Access to data is critical, but it has historically been monolithic, isolated, and difficult to access. Governments are now starting to support image data collaboration. Covid-19 has provided a huge opportunity, because significant R&D funds became available to facilitate image data sharing and collaboration. One example is the Medical Imaging and Data Resource Center (MIDRC), a consortium formed by the American College of Radiology (ACR), the Radiological society of North America (RSNA), and the American Association of Physics in Medicine (AAPM) for image collection, curation and distribution of Covid-19 related imaging data for AI research. MIDRC supports 12 internal Covid related research projects alone. Its repository is expected to be the largest open database of anonymized Covid-19 medical images and associated clinical data in the world. “There is not an organ system in the body that is not affected by Covid-19. I predict that this image repository, which welcomes image data contributions from throughout the world, will be of tremendous benefit to AI research and innovations for radiology,” Dr. Flanders commented to Healthcare in Europe. “Covid-19 is the initial research use case, but there is every reason to believe that this infrastructure can be expanded to support medical image AI research for many other conditions.”
With respect to continuing AI radiology research, Dr. Flanders’ advice is to contribute data to public data repositories to mitigate bias and strength diversity in AI research and development. He recommends that new international evaluation checklists for testing be promoted. Radiologists should retain an appropriate level of skepticism when assessing products for clinical use, and when purchasing radiology AI tools, mandate vendors to provide a complete account of performance. “Most importantly, remain engaged in this very exciting, accelerating, and ever-changing process. Just as radiologists’ input helped to perfect PACS to be the utilitarian technology it is today, most likely, they will do the same for radiology AI tools as they become ubiquitous,” he concluded.

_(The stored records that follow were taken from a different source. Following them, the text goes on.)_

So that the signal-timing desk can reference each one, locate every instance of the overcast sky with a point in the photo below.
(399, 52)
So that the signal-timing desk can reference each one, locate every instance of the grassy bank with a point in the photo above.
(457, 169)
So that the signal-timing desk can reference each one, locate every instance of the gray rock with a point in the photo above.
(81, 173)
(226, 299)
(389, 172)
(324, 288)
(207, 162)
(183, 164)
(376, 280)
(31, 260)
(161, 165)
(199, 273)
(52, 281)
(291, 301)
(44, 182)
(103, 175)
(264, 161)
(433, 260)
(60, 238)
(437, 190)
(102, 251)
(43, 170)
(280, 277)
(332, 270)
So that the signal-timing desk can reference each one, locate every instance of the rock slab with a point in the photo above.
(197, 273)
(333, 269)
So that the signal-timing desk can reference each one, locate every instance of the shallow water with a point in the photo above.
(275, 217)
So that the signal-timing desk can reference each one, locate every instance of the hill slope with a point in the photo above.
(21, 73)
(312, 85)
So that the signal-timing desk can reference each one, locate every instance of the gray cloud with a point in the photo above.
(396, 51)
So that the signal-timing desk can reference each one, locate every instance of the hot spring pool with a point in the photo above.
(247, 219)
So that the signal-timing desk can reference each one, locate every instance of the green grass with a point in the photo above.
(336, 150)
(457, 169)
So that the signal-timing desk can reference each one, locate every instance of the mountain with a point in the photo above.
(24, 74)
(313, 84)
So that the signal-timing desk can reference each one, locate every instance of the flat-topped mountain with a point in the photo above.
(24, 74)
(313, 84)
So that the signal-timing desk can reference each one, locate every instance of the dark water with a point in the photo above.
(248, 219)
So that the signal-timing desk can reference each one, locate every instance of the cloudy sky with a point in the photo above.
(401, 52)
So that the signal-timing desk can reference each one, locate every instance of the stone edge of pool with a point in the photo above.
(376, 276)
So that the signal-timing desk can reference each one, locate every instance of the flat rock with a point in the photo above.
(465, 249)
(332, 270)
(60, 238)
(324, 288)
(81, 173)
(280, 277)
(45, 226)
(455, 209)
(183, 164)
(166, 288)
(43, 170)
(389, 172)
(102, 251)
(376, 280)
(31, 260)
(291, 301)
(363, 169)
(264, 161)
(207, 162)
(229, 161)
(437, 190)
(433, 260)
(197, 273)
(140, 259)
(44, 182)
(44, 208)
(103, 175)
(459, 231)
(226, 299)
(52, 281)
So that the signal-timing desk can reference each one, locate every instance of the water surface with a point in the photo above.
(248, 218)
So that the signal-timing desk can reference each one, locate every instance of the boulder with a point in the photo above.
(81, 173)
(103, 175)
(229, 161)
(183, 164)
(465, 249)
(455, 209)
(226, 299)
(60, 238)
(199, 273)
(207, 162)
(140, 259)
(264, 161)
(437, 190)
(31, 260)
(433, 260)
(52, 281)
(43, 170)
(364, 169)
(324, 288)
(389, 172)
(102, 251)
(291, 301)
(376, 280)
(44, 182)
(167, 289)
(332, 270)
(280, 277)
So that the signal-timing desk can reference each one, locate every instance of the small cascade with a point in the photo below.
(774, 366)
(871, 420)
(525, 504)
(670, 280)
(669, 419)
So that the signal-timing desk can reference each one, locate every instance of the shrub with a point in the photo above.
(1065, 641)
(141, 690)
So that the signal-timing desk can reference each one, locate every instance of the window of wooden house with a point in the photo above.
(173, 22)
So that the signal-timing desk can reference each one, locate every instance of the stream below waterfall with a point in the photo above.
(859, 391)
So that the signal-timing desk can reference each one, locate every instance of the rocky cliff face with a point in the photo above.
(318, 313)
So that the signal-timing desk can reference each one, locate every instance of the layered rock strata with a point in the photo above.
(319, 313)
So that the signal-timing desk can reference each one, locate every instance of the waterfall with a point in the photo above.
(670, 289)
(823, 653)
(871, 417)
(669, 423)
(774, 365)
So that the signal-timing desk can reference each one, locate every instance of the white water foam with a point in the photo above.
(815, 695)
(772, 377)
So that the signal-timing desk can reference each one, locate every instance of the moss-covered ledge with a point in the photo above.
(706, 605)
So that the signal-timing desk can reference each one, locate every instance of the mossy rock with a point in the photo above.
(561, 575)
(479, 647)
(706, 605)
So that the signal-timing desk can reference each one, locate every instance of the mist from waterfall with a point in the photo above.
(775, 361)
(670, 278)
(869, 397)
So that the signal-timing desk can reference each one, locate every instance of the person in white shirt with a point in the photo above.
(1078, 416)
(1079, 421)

Adam E. Flanders, M.D. is Professor of Radiology and Rehabilitation Medicine at Thomas Jefferson University Hospital in Philadelphia. He is co-director of neuroradiology/ENT radiology and vice chair of imaging informatics. In this capacity, he chairs the Imaging Informatics Council for the Enterprise Radiology and Imaging Service Line for Jefferson. Dr. Flanders has been actively involved in informatics-related activities for SIIM and the RSNA for much of his career. He has been leading a multi-center collaborative project that is examining imaging features, pathology, and genomics of human gliomas from the Cancer Genome Project using images contributed to the Cancer Imaging Archive (TCIA) as part o the NIH Cancer Imaging Program.